Over: Hugo Raes, De lotgevallen, De Bezige Bij, Amsterdam, 1968.
[p. 117]
Hugo Raes: oude dromen
De laatste roman van Hugo Raes, De lotgevallen, vertoont de structuur van een feuilleton. Het is pakkend en bestaat uit hoofdstukjes die in het algemeen niet groter zijn dan een bladzijde of vijf. Op het eerste gezicht is het alsof ieder hoofdstuk (telkens één ‘lotgeval’ behandelend) zozeer op zichzelf staat dat het ook op een andere plaats had kunnen staan, maar feuilletonistisch in die zin is dit boek nu ook weer niet. De aaneenrijging is logisch: gericht op het onontkoombare slot, maar niet zonder dat er ook ontspanning optreedt, hier en daar, met af en toe een uitzicht op een ontkomen aan het lot, waarvan de titel gewaagt.

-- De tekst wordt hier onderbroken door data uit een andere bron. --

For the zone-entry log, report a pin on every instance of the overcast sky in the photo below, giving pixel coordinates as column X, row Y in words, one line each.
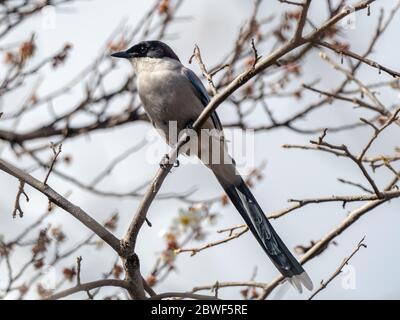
column 288, row 174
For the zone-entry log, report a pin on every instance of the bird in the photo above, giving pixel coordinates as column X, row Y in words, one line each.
column 172, row 93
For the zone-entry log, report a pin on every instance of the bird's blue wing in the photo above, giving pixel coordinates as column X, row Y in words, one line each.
column 201, row 93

Een uit vijf personen bestaand gezin gaat op een dag in de zomer naar buiten, naar een afgelegen bos. Een vijfjarig kind, achterlijk en spastisch, wordt in een draagstoel door de ouders vervoerd en in de schaduw van een paar bomen neergezet, Dymfna en Timotheus, de dochter en de oudste zoon, zoeken er naar bosbessen en de ouders Abdon en Apollonia rusten even uit. De opdracht heet dit hoofdstuk, en vóór de lezer het uit heeft, wordt verteld dat de vier gezonde mensen hun spulletjes bijeenrapen en verder trekken, het zich van geen kwaad bewust schepsel in zijn draagstoel achter latend: het speelt een beetje met zijn mouw.

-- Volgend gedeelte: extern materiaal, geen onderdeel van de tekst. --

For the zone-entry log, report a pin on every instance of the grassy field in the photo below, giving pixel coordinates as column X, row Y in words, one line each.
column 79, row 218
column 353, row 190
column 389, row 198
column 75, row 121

Iets in ons, een mechanisme van de ziel, in onze jeugd door sprookjes als Klein Duimpje en Hans en Grietje geactiveerd, maakt ons benieuwd naar de verdere lotgevallen van de verlatene. Maar die nieuwsgierigheid wordt door de schrijver allerminst bevredigd! De hele roman door vinden we niets meer over die kleine jongen: de lotgevallen handelen over de wederwaardigheden van het nu uit vier leden bestaande gezin. Want een weg terug bestaat niet voor hen. Eenmaal in de greep van het kosmisch initiatief dat hen tot de opdracht dwong, is ’t onmogelijk daaraan te ontkomen. De weg vooruit voert hen in oorden waar ze door hun beschaving niet tegen opgewassen zijn. Beschaving inderdaad, want wie oplet, merkt op, hoe die vier uitsluitend gebruik maken van een taaltje dat in zwang is bij pedagogen die met kinderen te doen hebben (men weet dat de auteur uit het onderwijs afkomstig is) en Multatuli zei al verschillende aanwensels nooit af te kunnen leren, ‘want ik heb schoolgegaan’.

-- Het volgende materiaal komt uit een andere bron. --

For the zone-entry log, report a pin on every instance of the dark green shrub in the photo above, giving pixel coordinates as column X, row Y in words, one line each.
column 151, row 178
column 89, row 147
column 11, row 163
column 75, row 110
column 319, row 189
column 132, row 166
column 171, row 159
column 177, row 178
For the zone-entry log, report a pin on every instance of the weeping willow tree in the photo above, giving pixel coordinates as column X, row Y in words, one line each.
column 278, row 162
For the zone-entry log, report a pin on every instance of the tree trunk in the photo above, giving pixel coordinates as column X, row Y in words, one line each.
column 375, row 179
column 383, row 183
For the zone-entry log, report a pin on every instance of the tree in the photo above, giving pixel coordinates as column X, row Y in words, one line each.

Het eerste avontuur vindt plaats kort na het in de steek laten van het joch: een aantal kwaadwillige dwergen jaagt verschrikte en in hun haast over de kop buitelende acrobaten voor zich uit: een beeld niet alleen van wat het achtergebleven kind, maar ook van de wat de vier zelf nog te wachten staat – en dat is veel. Zo zien ze landbouwmachines, bestuurd door historische figuren, die een man opdrijven en ten slotte vermalen. Ook is er aan een vredig strand een aantal vriendelijke vrouwen, naakt en gastvrij. Maar ze verorberen tot dat doel geteelde kleine, maar gevoelloze mensjes – een herinnering aan robinsonades, maar geplaatst in een nog te verwachten tijd. Andere elementen doen trouwens sterk denken aan oude reisbeschrijvingen, niet alleen die van Marco Polo, die immers op de realiteit betrekking hebben, maar vooral die van Jean de Mandeville, op wiens reis, zoals hij getuigt, de zegen Gods rustte. Ook ideeën en figuren aan sciencefictionverhalen en comic-strips ontleend (een onaanraakbare, want met elektriciteit geladen jongen) vinden in de reeks avonturen hun plaats, naast weer een sprookjesachtig konijn dat het viertal, nadat ze een plots opkomende en snelle veroudering bij zichzelf hebben geconstateerd, op de rug neemt en ze van die ellende verlost door ze bij een man te brengen, die de dood in een bepaalde vorm gevangen heeft en daardoor beheerst – een oude droom alweer, waar vooral de alchemisten van mee zouden weten te praten. Maar ten slotte komen ze op een kruispunt, waar ze verschillende richtingen kunnen kiezen. Reeds begeven de kinderen, Dimmetje en Timmetje zich op weg, maar zie: ze lossen op in het niets! Verschrikt roepen de ouders ze terug naar de tweesprong, en ja, daar zijn ze weer, in levende lijve. Ze kiezen nu de andere weg, minder aantrekkelijk vanwege de regen die daar neergutst, en terwijl ze er lopen, zien ze zichzelf, als op een afstand geplaatst, als keken ze naar zichzelf door een kijker of cameralens – tot ook dat verschijnsel even plotseling verdwijnt als het zich voordeed. Maar eindelijk komen ze bij de profeet, en die vertelt ze in zijn verheven taal dat het niet lang meer duren zal, of het is uit met ze. Het wordt stikdonker; ze drijven uiteen: een levensvreemde, almachtige universumgeest ontbindt ze.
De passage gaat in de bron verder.